Nem mesmo os defeitos formais da peça acusatória e a ausência de uma prova contra Lula, como amplamente reconhecido pela comunidade jurídica, impediu que o referido juiz levasse adiante o que há muito havia deixado claro que faria: impor a Lula um crime que jamais praticou.

Esse é um processo sem juiz enquanto agente desinteressado e garantidor dos direitos fundamentais. Em junho, em entrevista, o procurador da República Deltan Dallagnol reconheceu que ele e o juiz de Curitiba são "símbolos de um time", o que é inaceitável e viola não apenas a legislação processual, mas a garantia de um processo justo, garantia essa assegurada pela Constituição Federal e pelos Tratados Internacionais que o Brasil se obrigou a cumprir.

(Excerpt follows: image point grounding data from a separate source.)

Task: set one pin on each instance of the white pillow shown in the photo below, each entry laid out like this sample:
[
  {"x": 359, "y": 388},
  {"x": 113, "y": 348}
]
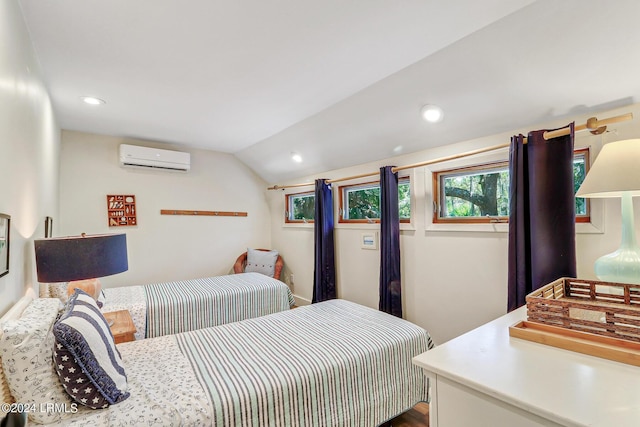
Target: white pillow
[
  {"x": 26, "y": 347},
  {"x": 261, "y": 262}
]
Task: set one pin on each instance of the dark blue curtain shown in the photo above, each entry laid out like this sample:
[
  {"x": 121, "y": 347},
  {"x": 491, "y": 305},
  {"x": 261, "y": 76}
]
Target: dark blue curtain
[
  {"x": 390, "y": 284},
  {"x": 324, "y": 274},
  {"x": 541, "y": 214}
]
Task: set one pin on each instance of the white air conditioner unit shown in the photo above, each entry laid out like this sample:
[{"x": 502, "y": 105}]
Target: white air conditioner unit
[{"x": 154, "y": 158}]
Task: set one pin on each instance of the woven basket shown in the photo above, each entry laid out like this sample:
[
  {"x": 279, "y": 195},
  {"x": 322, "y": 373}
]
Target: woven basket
[{"x": 603, "y": 308}]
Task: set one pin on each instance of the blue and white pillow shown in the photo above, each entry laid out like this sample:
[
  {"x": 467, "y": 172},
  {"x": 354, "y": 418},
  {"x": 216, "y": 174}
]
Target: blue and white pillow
[
  {"x": 261, "y": 262},
  {"x": 86, "y": 359}
]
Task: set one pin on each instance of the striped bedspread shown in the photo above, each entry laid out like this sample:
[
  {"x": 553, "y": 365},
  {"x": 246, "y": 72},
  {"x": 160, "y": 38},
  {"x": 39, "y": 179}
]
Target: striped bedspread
[
  {"x": 188, "y": 305},
  {"x": 334, "y": 363}
]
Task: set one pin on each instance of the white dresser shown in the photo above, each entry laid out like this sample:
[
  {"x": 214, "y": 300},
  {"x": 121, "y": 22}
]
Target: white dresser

Na qualidade de advogados do ex-Presidente, apresentamos uma exceção de suspeição (5/7/2016) - ainda não julgada - e temos convicção nos seus fundamentos. Esperamos que a Justiça brasileira, através dos órgãos competentes, reconheça que o juiz de Curitiba perdeu sua imparcialidade para julgar Lula, após ter praticado diversos atos que violaram as garantias fundamentais do ex-presidente."

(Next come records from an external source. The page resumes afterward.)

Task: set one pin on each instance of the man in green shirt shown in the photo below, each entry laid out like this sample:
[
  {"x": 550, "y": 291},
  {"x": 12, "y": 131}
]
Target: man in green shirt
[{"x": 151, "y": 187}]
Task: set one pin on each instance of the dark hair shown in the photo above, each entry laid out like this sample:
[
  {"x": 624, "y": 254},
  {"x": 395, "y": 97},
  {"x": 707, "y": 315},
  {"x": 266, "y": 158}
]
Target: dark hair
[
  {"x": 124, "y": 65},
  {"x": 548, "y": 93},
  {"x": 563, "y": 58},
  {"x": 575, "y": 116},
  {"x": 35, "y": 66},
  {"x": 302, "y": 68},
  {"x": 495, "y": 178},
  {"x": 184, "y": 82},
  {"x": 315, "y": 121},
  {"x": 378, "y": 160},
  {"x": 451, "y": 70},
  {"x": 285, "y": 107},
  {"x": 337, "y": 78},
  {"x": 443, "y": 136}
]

Já o advogado de defesa de Paulo Okamotto, Fernando Augusto Fernandes, ressalta que "não há corrupção ou vantagem ilícita no pagamento para conservação de um acervo de ex-presidente porque é considerado como 'patrimônio cultural brasileiro de interesse público' pela Lei 8394/91", e não há lavagem de dinheiro porque nem Lula, nem Okamotto, nem o Instituto se beneficiaram. Fernando Henrique Cardoso teve o acervo pago por empresas privadas beneficiadas com diminuição de impostos por incentivo cultural". A defesa afirma que Okamotto, presidente do Instituto Lula, não recebeu o que foi pago para a Granero, "o valor foi pago para a empresa, que mantinha o acervo em depósito. Portanto, a denúncia sem provas, sem justa causa, não poderia ser recebida e o processo também não pode ser uma farsa com o único objetivo de condenar publicamente inocentes", conclui Fernandes. A defesa vai recorrer da decisão.

Por meio de sua assessoria, a empreiteira OAS informou que não comentaria o assunto.